Comparison of Training and Test Set Results
Metric          Training   Test      
Accuracy        1.00 0.80
Precision       1.00 0.60
Recall          1.00 0.27
F1-score        1.00 0.37


The comparison of metrics between the training and test sets indicates potential overfitting of the model. The significant drop in performance metrics, especially precision, recall, and F1-score, when moving from the training set to the test set, suggests that the model might be memorizing the training data rather than generalizing well to new data.

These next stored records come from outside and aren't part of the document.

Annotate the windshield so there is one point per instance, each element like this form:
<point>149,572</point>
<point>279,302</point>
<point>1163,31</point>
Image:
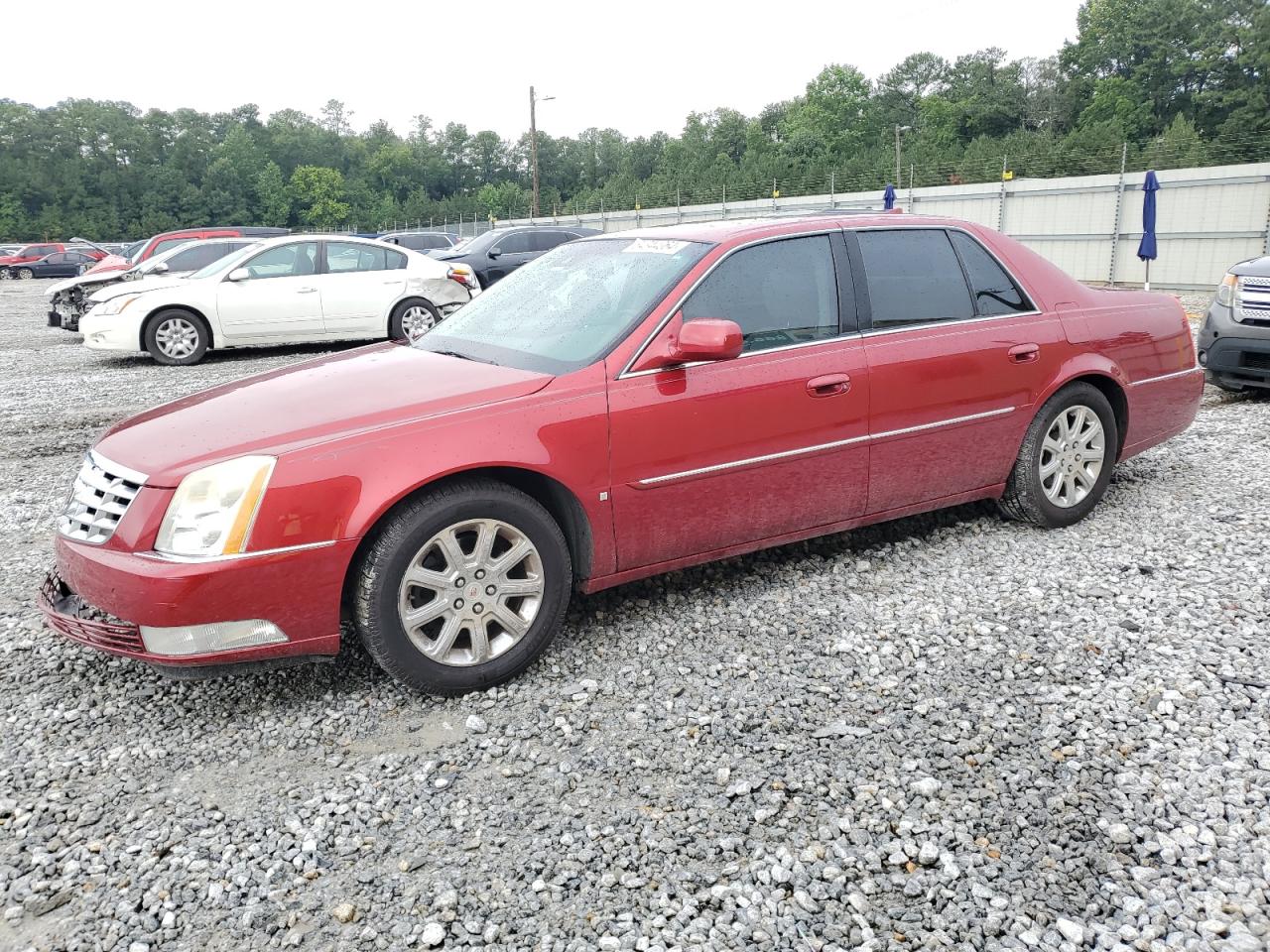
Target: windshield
<point>570,307</point>
<point>222,264</point>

Accuracy: The model achieves perfect accuracy on the training set (1.00) but drops to 0.80 on the test set. This suggests the model is performing well on known data but not as well on unseen data.
Precision: The precision drops from 1.00 to 0.60, indicating that the model has a higher rate of false positives on the test set.
Recall: The recall drops significantly from 1.00 to 0.27, showing that the model is missing a large number of true positives on the test set.
F1-score: The F1-score decreases from 1.00 to 0.37, reinforcing that the model’s ability to balance precision and recall is much worse on the test set.

This problems could be addressed by the performance improvements in the next section (Extra points).

Extra points - think about what kind of the method can increase the performance

1. Better handling of the inbalanced data
Resampling is possible, either with oversampling or undersampling or a combination of both. Also the class weights in the random forest classifier could be improved.
2. Features
Creating new features or transforming existing features to have even more data for the model
3. Adavenced algorithms
Could use boosted algorithms, like XGBoost. Or could even use Neural Networks if using a large dataset.
4. Hyperparameter tuning
Could optimize the model's hyperparameters with techniques like grid search, random search of bayesian optimization.
5. Model ensembling
Cloud use multiple models and combine them to get a better performance

Maybe other improvements like cross-validation or regularization could improve the performance further.